Sheikh Muhammad Salih Al-Munajjid, a prominent Saudi Muslim scholar and lecturer, states: “The fact that Allah knows what we will do from eternity and has written that down is not an excuse, because His all-encompassing knowledge means that He knows what His creation will do, but that does not imply any kind of compulsion. Citing predestination as an excuse for committing sin or for not doing obligatory duties is a false excuse, according to Shari`ah, common sense, and reality. Rather, predestination may be blamed when calamities such as poverty, sickness, loss of a loved one, destruction of crops, loss of wealth, accidental killing, and so on befall a person. This is a sign of full acceptance of Allah as one’s Lord.
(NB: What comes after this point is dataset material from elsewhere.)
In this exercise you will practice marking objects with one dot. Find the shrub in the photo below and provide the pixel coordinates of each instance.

In this case blaming predestination is only valid when it has to do with calamities, not faults.
The following example will help to explain this further: If a man is speeding in his car and fails to drive safely and causes an accident, then he is blamed for that and called to account. If he gives predestination as an excuse, that excuse will not be accepted from him. Whereas if a person’s car is struck while it is stationary and another person blames him and he responds by referring to predestination, this will be acceptable, unless he was parked in the wrong place. The point is that whatever a person does and whatever choices he makes cannot be excused by referring to predestination, but whatever is beyond his will and control may correctly be attributed to predestination.
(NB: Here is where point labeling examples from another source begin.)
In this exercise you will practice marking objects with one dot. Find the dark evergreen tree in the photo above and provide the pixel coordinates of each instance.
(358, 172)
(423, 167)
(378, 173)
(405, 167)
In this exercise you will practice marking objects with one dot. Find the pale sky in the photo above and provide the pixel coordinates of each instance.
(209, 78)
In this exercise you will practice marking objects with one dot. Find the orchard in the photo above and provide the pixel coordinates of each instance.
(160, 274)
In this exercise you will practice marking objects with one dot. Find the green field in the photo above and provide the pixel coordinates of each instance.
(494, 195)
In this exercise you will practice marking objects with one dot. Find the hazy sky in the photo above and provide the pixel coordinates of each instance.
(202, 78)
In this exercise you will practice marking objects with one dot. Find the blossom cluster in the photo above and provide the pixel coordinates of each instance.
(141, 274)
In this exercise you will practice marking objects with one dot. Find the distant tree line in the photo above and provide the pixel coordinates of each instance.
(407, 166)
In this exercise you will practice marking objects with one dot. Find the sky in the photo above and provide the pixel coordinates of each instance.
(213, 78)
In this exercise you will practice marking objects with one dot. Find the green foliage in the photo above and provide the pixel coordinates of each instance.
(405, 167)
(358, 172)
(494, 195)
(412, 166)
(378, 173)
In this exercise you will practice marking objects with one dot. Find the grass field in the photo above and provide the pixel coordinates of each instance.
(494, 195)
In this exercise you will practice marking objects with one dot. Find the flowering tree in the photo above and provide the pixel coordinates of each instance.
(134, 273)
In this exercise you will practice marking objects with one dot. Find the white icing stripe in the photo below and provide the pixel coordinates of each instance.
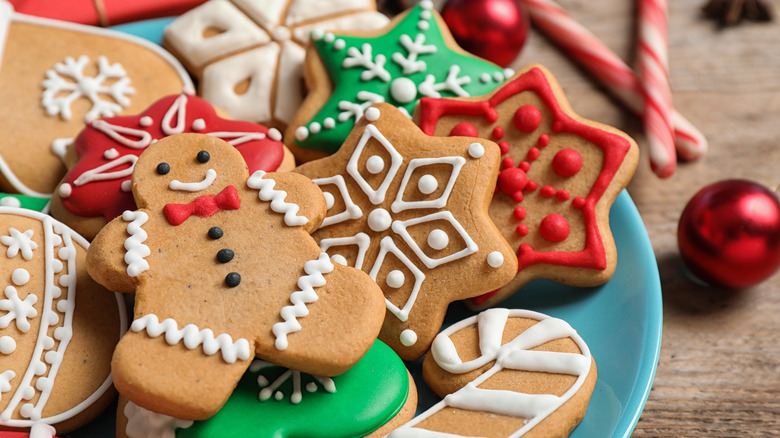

Hence Adam and Moses (peace be upon them) disputed, as is described in the hadith of the Prophet (peace and blessings be upon him) who said: “Adam and Moses disputed. Moses said to him: ‘You are Adam whose sin caused you to be expelled from Paradise.’ Adam said to him: ‘You are Moses whom Allah chose to convey His message and to speak to; are you blaming me for something that Allah decreed for me before I was created?’ So Adam won the argument with Moses.” (Muslim). Adam (peace be upon him) did not cite qadar (destiny) as an excuse for his sin as those who do not think about the meaning of the hadith may imagine; and Moses (peace be upon him) did not blame Adam for his sin because he knew that Adam had asked his Lord for forgiveness and repented, and his Lord had accepted his repentance and guided him, and the one who repents from sin is like one who did not sin.
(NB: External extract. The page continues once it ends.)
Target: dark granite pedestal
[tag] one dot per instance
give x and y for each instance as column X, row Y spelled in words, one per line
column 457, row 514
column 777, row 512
If Moses had blamed Adam for his sin, he would have replied, “I sinned but then I repented, and Allah accepted my repentance,” or he would have said, “You, Moses, also killed a soul, and you threw down the Tablets,” and so on. Rather Moses referred to the calamity and Adam responded by referring to predestination. (See Al-Ihtijaj bil-Qadar by Sheik Al-Islam Ibn Taymiyah.). Whatever calamities are divinely decreed, we must accept them, for that is part of full acceptance of Allah as one’s Lord. With regard to sins, no one has the right to sin; if he does commit sin then he has to seek forgiveness and repent, so he should repent from sin and be patient in the face of calamity (Sharh At-Tahawiyyah). Some of the scholars said that one of those who are justified in citing predestination as an excuse is the one who repents from sin, so if anyone blames him for a sin from which he has repented, he may refer to predestination in this case. If it is said to one who has repented, “Why did you do such and such?” and he responds by saying, “That happened by the will and decree of Allah, but I have repented and asked forgiveness,” this excuse is acceptable in his case, because in his case the sin is like a calamity that befell him, and he did not cite predestination as an excuse for his negligence; rather he is referring to the calamity that befell him, which is disobedience towards Allah. Undoubtedly sin is a kind of calamity, and he is referring to predestination after the sin took place, and he is admitting his sin. So no one has the right to condemn the one who has repented from sin. What matters is how a person ends up, not the shortcomings that he may commit in the beginning.